Imagine you’ve found the perfect hire, only to learn she turned down the job because her daily commute would just be too long. Or you’re looking to expand your premises, but since there’s no space left in the same building, you’re forced to consider a pricey relocation.
These are familiar pain points for Singapore’s corporates, especially amid today’s talent shortage and the tight office supply in the Central Business District. But with technology putting devices in everyone’s pockets and bags, cultivating a flexible working policy has eased these woes.
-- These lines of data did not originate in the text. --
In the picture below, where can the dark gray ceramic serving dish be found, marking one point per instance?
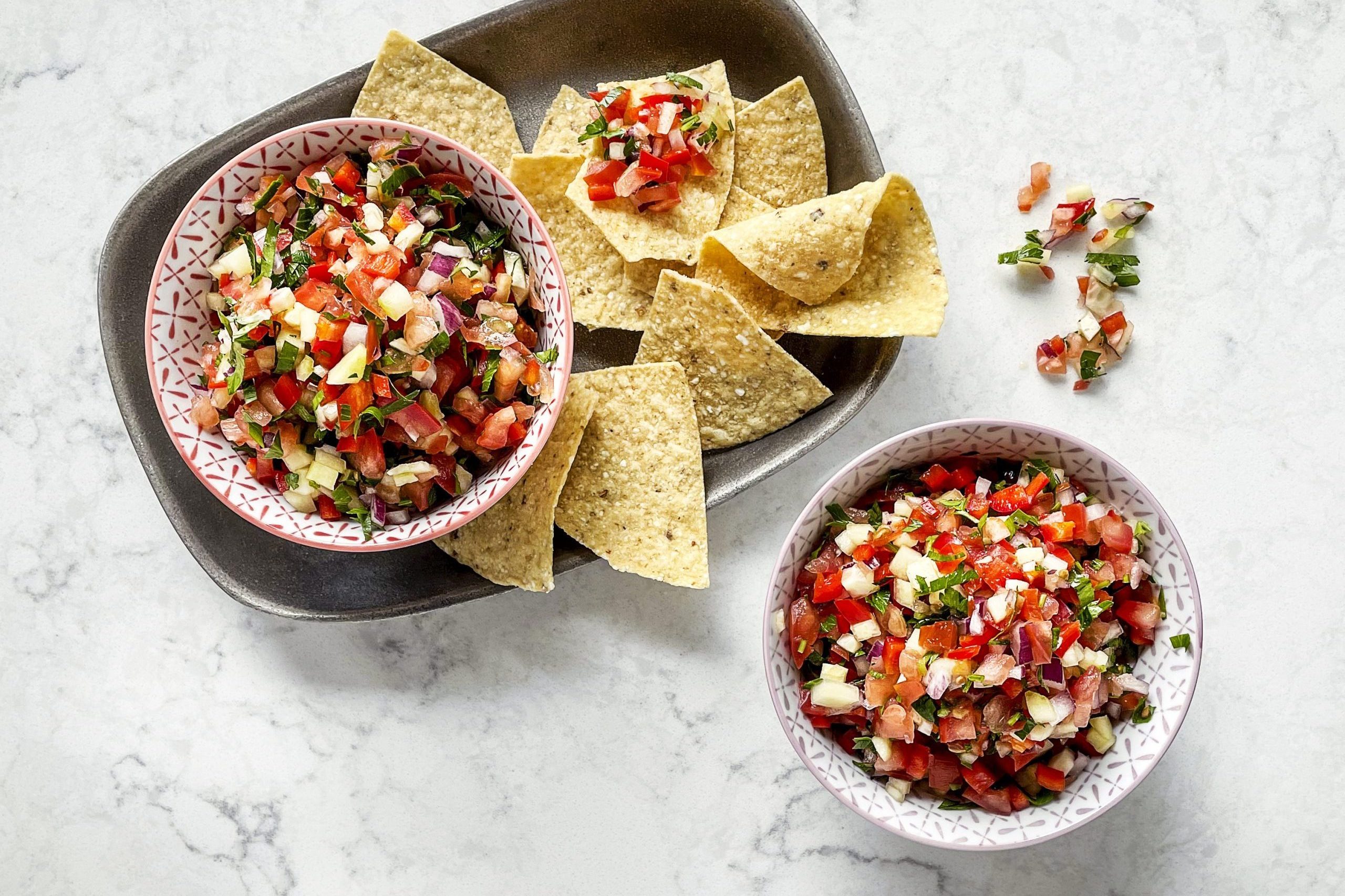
(525, 51)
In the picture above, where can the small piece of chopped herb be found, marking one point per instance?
(1089, 368)
(399, 175)
(268, 194)
(436, 346)
(943, 583)
(926, 707)
(684, 81)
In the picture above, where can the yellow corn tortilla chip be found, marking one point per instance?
(635, 494)
(743, 384)
(781, 155)
(643, 276)
(592, 268)
(674, 236)
(416, 85)
(896, 290)
(565, 121)
(741, 206)
(512, 543)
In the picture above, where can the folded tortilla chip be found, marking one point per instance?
(741, 206)
(743, 384)
(635, 494)
(645, 275)
(876, 233)
(781, 155)
(674, 236)
(565, 121)
(592, 268)
(512, 543)
(416, 85)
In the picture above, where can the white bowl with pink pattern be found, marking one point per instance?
(177, 329)
(1169, 672)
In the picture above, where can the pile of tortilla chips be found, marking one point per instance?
(752, 251)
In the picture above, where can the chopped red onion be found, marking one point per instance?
(452, 320)
(441, 264)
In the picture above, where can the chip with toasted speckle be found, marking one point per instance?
(510, 544)
(674, 234)
(875, 240)
(781, 157)
(565, 121)
(594, 272)
(419, 87)
(635, 494)
(743, 384)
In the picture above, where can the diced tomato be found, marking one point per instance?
(937, 478)
(346, 178)
(1051, 778)
(315, 295)
(1058, 530)
(827, 587)
(326, 351)
(419, 493)
(327, 507)
(945, 770)
(287, 391)
(1010, 499)
(385, 264)
(854, 611)
(602, 193)
(979, 775)
(1068, 635)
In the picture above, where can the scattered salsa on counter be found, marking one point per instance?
(653, 138)
(970, 629)
(376, 338)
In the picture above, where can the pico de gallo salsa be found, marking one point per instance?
(653, 138)
(970, 629)
(376, 338)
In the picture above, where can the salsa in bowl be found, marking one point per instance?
(981, 634)
(359, 336)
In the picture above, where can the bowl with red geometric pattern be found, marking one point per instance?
(1169, 672)
(178, 326)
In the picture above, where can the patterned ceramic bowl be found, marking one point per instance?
(1171, 673)
(177, 329)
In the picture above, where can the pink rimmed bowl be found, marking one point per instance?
(1171, 673)
(177, 329)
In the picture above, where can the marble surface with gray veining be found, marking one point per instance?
(615, 736)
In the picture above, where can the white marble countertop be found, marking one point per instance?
(616, 736)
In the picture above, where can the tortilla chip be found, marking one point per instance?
(416, 85)
(743, 384)
(674, 234)
(565, 121)
(741, 206)
(635, 494)
(645, 275)
(592, 268)
(896, 290)
(781, 155)
(512, 543)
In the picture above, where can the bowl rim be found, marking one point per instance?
(830, 486)
(564, 362)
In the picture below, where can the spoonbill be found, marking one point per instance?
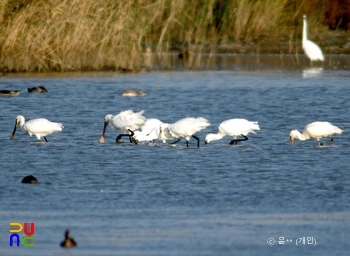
(184, 128)
(125, 121)
(132, 92)
(68, 240)
(233, 128)
(39, 127)
(312, 50)
(316, 130)
(146, 130)
(38, 89)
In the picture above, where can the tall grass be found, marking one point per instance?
(68, 35)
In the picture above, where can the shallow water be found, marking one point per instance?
(157, 199)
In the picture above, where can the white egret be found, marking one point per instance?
(39, 127)
(132, 93)
(146, 130)
(184, 128)
(233, 128)
(125, 121)
(312, 50)
(316, 130)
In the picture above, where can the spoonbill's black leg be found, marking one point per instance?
(196, 139)
(236, 141)
(175, 141)
(118, 139)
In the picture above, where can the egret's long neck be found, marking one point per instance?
(299, 136)
(305, 30)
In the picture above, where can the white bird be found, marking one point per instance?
(125, 121)
(233, 128)
(316, 130)
(147, 133)
(39, 127)
(132, 93)
(184, 128)
(312, 50)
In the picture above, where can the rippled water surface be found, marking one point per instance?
(161, 199)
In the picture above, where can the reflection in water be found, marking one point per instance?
(312, 72)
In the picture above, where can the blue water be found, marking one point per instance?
(158, 199)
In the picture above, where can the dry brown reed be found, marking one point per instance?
(68, 35)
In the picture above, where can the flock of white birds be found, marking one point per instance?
(140, 129)
(137, 128)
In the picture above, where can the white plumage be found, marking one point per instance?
(184, 128)
(148, 131)
(312, 50)
(233, 128)
(125, 121)
(39, 127)
(315, 130)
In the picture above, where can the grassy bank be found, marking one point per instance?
(68, 35)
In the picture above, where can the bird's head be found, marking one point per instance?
(293, 134)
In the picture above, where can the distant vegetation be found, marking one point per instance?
(69, 35)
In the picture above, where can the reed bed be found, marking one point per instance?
(70, 35)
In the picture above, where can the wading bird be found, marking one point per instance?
(146, 130)
(125, 121)
(184, 128)
(132, 93)
(38, 89)
(315, 130)
(68, 241)
(233, 128)
(39, 127)
(312, 50)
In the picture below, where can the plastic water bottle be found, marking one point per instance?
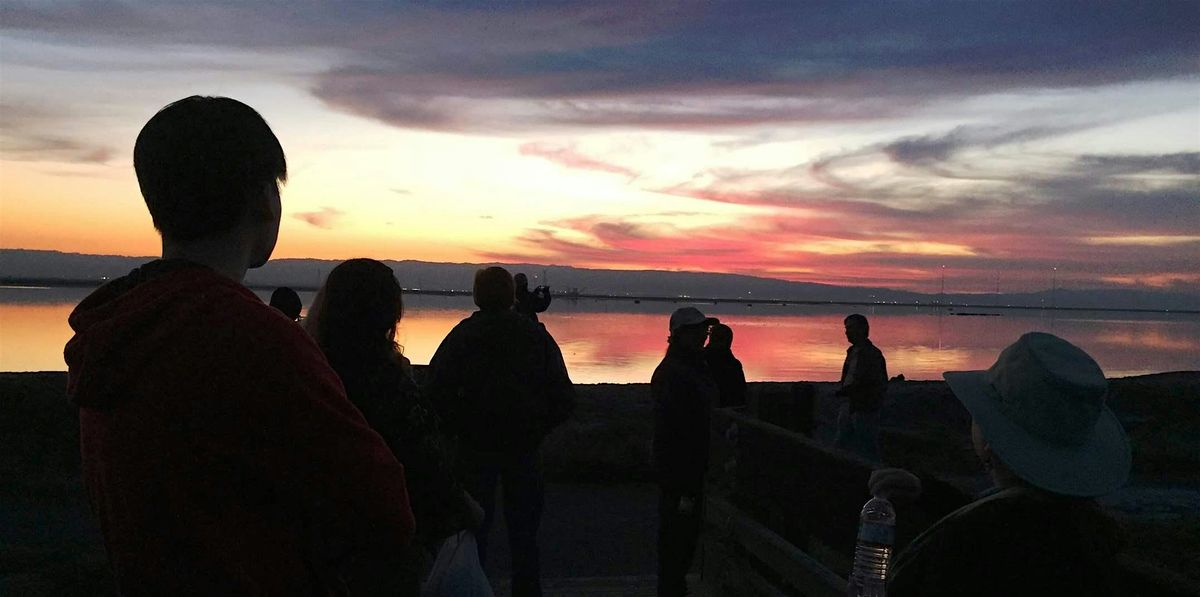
(873, 553)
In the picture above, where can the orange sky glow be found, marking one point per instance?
(571, 139)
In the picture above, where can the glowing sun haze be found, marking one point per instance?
(847, 143)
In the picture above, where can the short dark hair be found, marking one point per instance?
(859, 319)
(202, 162)
(493, 289)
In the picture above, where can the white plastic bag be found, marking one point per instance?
(456, 572)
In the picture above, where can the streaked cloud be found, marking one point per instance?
(324, 218)
(846, 143)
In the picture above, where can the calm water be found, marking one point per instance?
(622, 342)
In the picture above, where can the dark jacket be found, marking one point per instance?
(726, 371)
(220, 452)
(394, 406)
(1017, 541)
(864, 378)
(499, 383)
(684, 396)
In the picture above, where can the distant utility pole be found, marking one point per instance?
(941, 296)
(1054, 288)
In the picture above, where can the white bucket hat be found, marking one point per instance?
(1042, 410)
(689, 315)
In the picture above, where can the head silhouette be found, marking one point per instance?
(208, 166)
(287, 301)
(720, 336)
(354, 314)
(493, 289)
(857, 329)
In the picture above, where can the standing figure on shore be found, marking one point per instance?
(529, 302)
(219, 450)
(1043, 432)
(684, 395)
(726, 369)
(864, 380)
(287, 301)
(501, 385)
(353, 320)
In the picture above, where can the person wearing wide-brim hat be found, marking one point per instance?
(684, 395)
(1043, 430)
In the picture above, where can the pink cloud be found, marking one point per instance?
(567, 156)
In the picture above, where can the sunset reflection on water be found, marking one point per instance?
(622, 342)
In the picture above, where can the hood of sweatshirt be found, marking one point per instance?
(132, 320)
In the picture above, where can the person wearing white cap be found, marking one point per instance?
(1042, 429)
(684, 395)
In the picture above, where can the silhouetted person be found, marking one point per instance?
(220, 452)
(1043, 432)
(725, 368)
(684, 395)
(501, 385)
(353, 320)
(287, 301)
(529, 303)
(864, 380)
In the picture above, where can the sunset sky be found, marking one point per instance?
(869, 143)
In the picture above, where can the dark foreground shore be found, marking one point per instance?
(600, 512)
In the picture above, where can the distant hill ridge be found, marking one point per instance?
(25, 264)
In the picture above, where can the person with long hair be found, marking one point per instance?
(353, 320)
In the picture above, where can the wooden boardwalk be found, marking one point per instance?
(603, 586)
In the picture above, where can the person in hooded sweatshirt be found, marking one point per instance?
(499, 384)
(220, 452)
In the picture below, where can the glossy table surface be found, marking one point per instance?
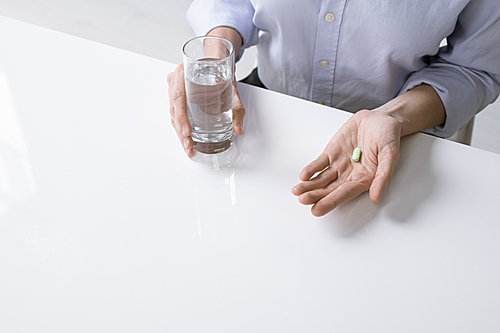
(106, 226)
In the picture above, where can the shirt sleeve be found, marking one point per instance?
(466, 72)
(205, 15)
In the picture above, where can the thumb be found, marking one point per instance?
(238, 112)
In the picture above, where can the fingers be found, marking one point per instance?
(383, 177)
(345, 192)
(178, 109)
(238, 112)
(317, 165)
(321, 181)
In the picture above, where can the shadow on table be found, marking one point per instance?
(412, 183)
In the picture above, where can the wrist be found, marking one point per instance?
(417, 109)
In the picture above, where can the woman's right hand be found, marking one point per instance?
(178, 110)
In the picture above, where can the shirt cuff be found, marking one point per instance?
(206, 15)
(464, 92)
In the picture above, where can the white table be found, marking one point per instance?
(106, 226)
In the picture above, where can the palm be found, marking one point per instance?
(339, 178)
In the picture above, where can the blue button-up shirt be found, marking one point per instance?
(358, 54)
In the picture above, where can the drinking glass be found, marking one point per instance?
(209, 79)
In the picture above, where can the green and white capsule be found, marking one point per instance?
(356, 154)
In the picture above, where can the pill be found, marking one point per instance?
(356, 154)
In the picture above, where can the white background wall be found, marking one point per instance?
(158, 28)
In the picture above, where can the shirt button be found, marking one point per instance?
(329, 17)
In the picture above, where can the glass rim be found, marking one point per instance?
(231, 50)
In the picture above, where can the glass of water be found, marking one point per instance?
(209, 78)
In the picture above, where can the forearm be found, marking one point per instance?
(416, 109)
(230, 34)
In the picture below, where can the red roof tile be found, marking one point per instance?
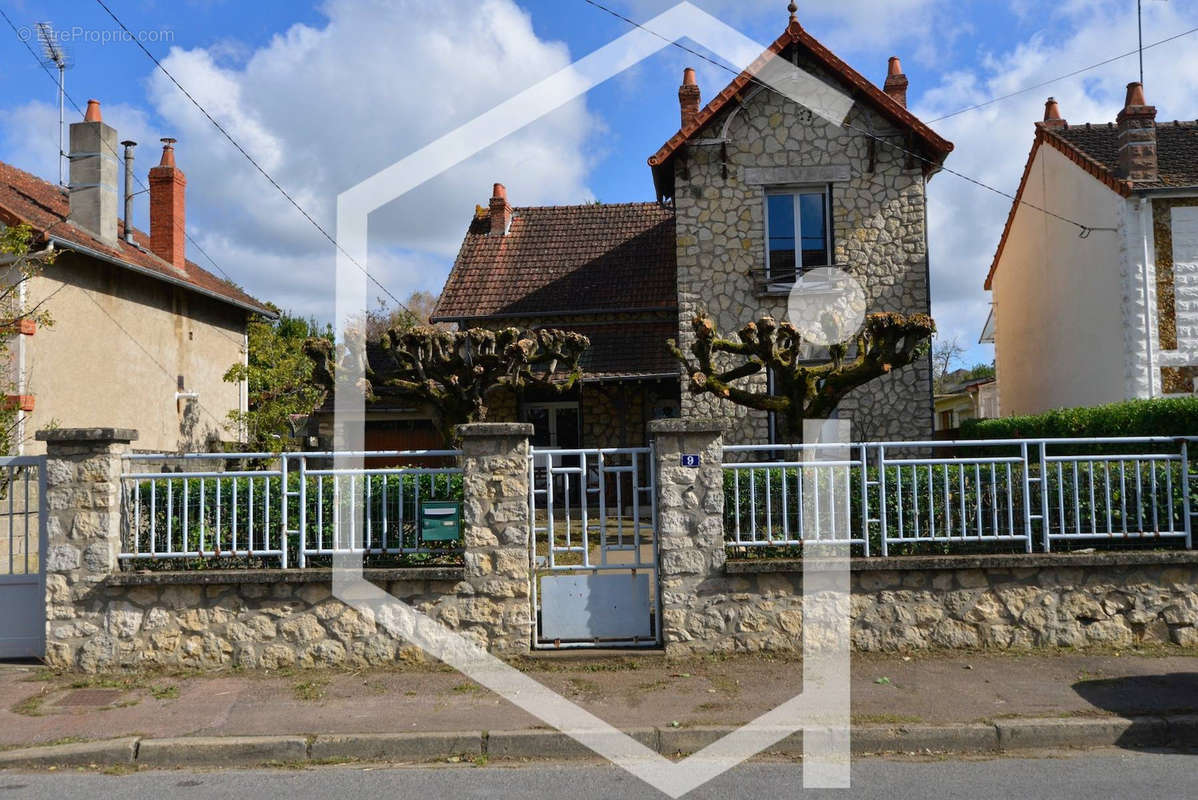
(863, 88)
(560, 260)
(25, 198)
(627, 349)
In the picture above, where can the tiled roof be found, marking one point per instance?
(1177, 151)
(627, 349)
(863, 89)
(562, 260)
(1095, 149)
(26, 198)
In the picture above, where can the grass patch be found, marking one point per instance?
(309, 690)
(884, 719)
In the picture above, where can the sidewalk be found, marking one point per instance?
(639, 691)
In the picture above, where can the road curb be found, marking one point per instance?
(1016, 734)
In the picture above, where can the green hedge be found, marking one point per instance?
(1159, 417)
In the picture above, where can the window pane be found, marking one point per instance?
(815, 230)
(781, 234)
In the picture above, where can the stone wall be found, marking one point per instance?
(878, 237)
(924, 602)
(100, 617)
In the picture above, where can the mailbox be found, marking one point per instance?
(440, 521)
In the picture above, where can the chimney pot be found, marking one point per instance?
(501, 212)
(689, 97)
(1052, 115)
(1137, 137)
(896, 82)
(168, 208)
(94, 175)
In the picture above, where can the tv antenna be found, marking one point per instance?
(53, 53)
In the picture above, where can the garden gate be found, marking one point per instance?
(593, 547)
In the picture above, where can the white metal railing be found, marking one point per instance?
(982, 492)
(291, 509)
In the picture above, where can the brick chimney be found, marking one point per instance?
(501, 212)
(168, 208)
(94, 175)
(1137, 137)
(1052, 115)
(896, 82)
(688, 96)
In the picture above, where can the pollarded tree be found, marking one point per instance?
(455, 370)
(802, 389)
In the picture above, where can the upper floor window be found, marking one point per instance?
(797, 231)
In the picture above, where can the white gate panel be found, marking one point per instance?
(22, 557)
(604, 606)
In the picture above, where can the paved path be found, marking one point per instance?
(1106, 775)
(645, 691)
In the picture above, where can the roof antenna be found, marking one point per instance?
(53, 53)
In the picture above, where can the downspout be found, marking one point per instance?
(1144, 226)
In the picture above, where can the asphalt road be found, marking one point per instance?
(1090, 776)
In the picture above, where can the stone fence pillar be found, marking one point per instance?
(496, 529)
(83, 502)
(690, 522)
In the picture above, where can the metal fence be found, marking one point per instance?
(22, 492)
(285, 508)
(902, 497)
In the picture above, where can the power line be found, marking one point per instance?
(249, 158)
(76, 105)
(1066, 76)
(1084, 230)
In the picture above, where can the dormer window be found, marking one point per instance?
(797, 232)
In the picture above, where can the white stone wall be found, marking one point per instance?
(1185, 276)
(1060, 338)
(878, 222)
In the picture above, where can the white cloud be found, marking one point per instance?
(992, 144)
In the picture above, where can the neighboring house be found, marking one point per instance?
(751, 191)
(140, 335)
(1082, 317)
(973, 399)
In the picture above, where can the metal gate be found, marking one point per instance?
(594, 547)
(23, 557)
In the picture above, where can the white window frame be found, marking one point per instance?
(794, 192)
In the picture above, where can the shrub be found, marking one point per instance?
(1159, 417)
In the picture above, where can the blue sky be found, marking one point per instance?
(326, 94)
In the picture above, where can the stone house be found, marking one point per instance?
(751, 191)
(140, 337)
(1125, 290)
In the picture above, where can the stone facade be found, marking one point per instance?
(878, 218)
(914, 604)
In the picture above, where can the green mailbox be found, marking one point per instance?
(440, 521)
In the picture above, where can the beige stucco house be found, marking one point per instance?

In fact, opting for flexible workplaces — professional yet agile spaces across the island on short and customisable leases — helps businesses meet their ever-evolving business needs, attract talent and do good for the planet. With 75% of respondents in flexible workspace provider IWG’s 2019 Global Workspace Survey viewing flexible working as the new normal, it is clearly also the future-forward way to go.
In the age of disruption, it can be difficult for companies to predict their resource needs and plan too far ahead. The traditional years-long office lease has become incompatible with the reality that businesses need to be able to scale up and down quickly to meet ever-changing business imperatives.
The leases of flexible workspaces are often not only shorter, but can be customised to meet a more ad-hoc arrangement, and therefore these spaces goes hand in hand with companies’ needs to become more agile and cost-efficient.
That flexible working is good for business is validated by IWG’s survey: 65% indicated that using flexible workspaces helps them to reduce capital expenditure and operating expenditure, manage risk and consolidate their portfolio.
Flexible working can be a strong talent magnet for companies as well since it helps cut down or even entirely eliminate time and energy wasted travelling to and fro offices and outside meetings. But companies that prefer its workers operate from a more professional set-up than their dining table find flexible offices as an option to still provide employees freedom to choose where they want to do their best work.
For example, IWG’s Spaces allows its members to use any of their professionally set-up locations across the island. Having this ability to choose their work settings and how they wish to work is popular among workers.
IWG found in its survey that 82% of people would choose a job that allowed flexible working over a job that didn’t, all other things being equal. For companies, having an energised and happier workforce pays off. IWG’s survey also indicated that 85% of respondents have seen increased productivity as a result of its greater flexibility as well.
Flexible working allows companies to do good for the planet while conducting day-to-day business. After all, workers can reduce their carbon footprint with less commuting, while companies get to consume exactly what they need since they are leasing space and using resources based on their current business levels.
In other words, companies do not have to power up a workspace from 9 to 5 every day, just because they have paid for it. Technology can also help with allocating resources more efficiently and minimising wastage.
Modern flexible working spaces are often equipped with “proptech” — so defined as the application of technology to refine processes in the property sector — such as online meeting room booking systems, cutting down on laborious paperwork. It pays to employ a workforce that’s less tied up in everyday tasks and more focused on growing the business.
Flexible workspace already makes sense today, and is the way of work of the future with more employers waking up to the need to let go of rigidity and putting their employees and business needs first.
With the cost efficiencies, earth-friendly benefits and lifestyle and productivity improvements, adopting flexible working and flexible offices puts us on the right path to a more progressive, flexible way of making our businesses thrive. Our personal lives, our budgets and our planet will thank us for it.